The technique of creating a vacuum allows the construction of temporary
objects in a sustainable way. The different filling materials are
non-permanently bonded together since the stability is created solely by the
evacuation of air. Thereby the use of new material is minimised. As filling
materials, even ever-present ordinary objects can be used, which reduces the
amount of new materials needed. Due to the non-permanent connection, the
components are fully separable. The foil is recyclable and the filling material
is even reusable.
Different use-cases are demonstrated.
All components of the lamp are temporarily connected to each other by vacuum. At the end of its life, the foil is torn open and all components can be sorted and disposed of. This is particularly difficult with ordinary electronic components.

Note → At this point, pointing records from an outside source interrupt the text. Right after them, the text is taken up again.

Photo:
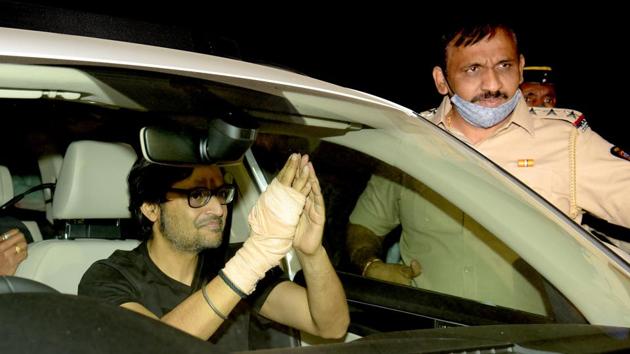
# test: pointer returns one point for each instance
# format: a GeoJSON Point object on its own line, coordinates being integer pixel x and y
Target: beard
{"type": "Point", "coordinates": [192, 239]}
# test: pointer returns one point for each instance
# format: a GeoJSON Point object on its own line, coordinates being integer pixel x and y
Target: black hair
{"type": "Point", "coordinates": [467, 33]}
{"type": "Point", "coordinates": [148, 183]}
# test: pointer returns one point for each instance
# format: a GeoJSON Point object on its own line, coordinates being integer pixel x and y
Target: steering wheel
{"type": "Point", "coordinates": [12, 285]}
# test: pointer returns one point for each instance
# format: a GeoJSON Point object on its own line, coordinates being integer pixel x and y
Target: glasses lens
{"type": "Point", "coordinates": [199, 197]}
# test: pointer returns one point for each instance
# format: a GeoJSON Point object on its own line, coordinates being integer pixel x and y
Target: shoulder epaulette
{"type": "Point", "coordinates": [428, 114]}
{"type": "Point", "coordinates": [572, 116]}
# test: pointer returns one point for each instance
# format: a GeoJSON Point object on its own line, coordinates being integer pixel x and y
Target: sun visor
{"type": "Point", "coordinates": [222, 143]}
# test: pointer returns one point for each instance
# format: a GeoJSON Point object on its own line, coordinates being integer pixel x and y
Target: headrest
{"type": "Point", "coordinates": [92, 183]}
{"type": "Point", "coordinates": [6, 185]}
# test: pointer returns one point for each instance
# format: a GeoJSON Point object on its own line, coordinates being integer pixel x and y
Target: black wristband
{"type": "Point", "coordinates": [229, 283]}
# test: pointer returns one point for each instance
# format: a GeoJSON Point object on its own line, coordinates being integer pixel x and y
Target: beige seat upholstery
{"type": "Point", "coordinates": [92, 185]}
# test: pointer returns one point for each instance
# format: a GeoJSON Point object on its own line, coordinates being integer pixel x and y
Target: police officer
{"type": "Point", "coordinates": [538, 87]}
{"type": "Point", "coordinates": [551, 150]}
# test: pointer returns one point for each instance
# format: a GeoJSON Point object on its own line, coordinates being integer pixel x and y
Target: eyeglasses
{"type": "Point", "coordinates": [200, 196]}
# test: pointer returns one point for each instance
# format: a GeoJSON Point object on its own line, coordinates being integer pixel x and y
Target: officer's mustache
{"type": "Point", "coordinates": [489, 94]}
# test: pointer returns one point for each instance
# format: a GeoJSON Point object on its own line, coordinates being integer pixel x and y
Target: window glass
{"type": "Point", "coordinates": [458, 256]}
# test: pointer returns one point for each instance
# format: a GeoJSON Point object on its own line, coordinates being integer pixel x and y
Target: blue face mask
{"type": "Point", "coordinates": [484, 117]}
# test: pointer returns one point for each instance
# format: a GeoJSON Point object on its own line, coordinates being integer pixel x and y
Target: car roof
{"type": "Point", "coordinates": [305, 93]}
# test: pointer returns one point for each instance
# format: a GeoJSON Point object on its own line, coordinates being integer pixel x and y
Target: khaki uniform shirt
{"type": "Point", "coordinates": [460, 257]}
{"type": "Point", "coordinates": [543, 135]}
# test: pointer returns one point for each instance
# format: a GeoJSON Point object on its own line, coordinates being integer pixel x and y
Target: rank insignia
{"type": "Point", "coordinates": [580, 123]}
{"type": "Point", "coordinates": [618, 152]}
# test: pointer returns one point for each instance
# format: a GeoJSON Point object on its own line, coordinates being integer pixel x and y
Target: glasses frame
{"type": "Point", "coordinates": [212, 193]}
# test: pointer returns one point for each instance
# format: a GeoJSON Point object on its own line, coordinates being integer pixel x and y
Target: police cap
{"type": "Point", "coordinates": [539, 74]}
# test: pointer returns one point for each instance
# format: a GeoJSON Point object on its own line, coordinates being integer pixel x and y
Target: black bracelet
{"type": "Point", "coordinates": [229, 283]}
{"type": "Point", "coordinates": [214, 308]}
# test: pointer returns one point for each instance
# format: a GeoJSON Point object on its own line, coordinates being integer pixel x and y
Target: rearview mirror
{"type": "Point", "coordinates": [221, 143]}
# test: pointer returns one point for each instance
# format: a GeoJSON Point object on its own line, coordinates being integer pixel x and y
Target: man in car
{"type": "Point", "coordinates": [179, 274]}
{"type": "Point", "coordinates": [552, 151]}
{"type": "Point", "coordinates": [538, 87]}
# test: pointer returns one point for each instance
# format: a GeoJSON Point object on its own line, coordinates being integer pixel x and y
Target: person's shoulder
{"type": "Point", "coordinates": [561, 116]}
{"type": "Point", "coordinates": [428, 114]}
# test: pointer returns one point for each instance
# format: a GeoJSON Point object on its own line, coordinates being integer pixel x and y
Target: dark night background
{"type": "Point", "coordinates": [385, 50]}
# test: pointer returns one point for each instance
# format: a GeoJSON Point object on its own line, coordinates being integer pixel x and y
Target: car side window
{"type": "Point", "coordinates": [457, 255]}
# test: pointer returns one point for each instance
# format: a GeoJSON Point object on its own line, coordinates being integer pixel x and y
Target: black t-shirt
{"type": "Point", "coordinates": [131, 276]}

A fully functional hammer using some spaghetti, some lentils and a fifty-cent coin in a vacuum foil – nothing one does not have at home anyway
A suitcase stands around a lot of its time and takes up a lot of space. My alternative uses a light and stable semi-finished product made of polyamide fabric and loose plastic rings. When the suitcase is not in use, the structure can be filled with air and the suitcase can be rolled up to save space. Before the next use the vacuum is generated again with the help of a hand pump, giving the suitcase its stable form.
Conical filling material enables curved surfaces with high static load capacity similar to the round arch principle. The construction assembles itself during vacuuming.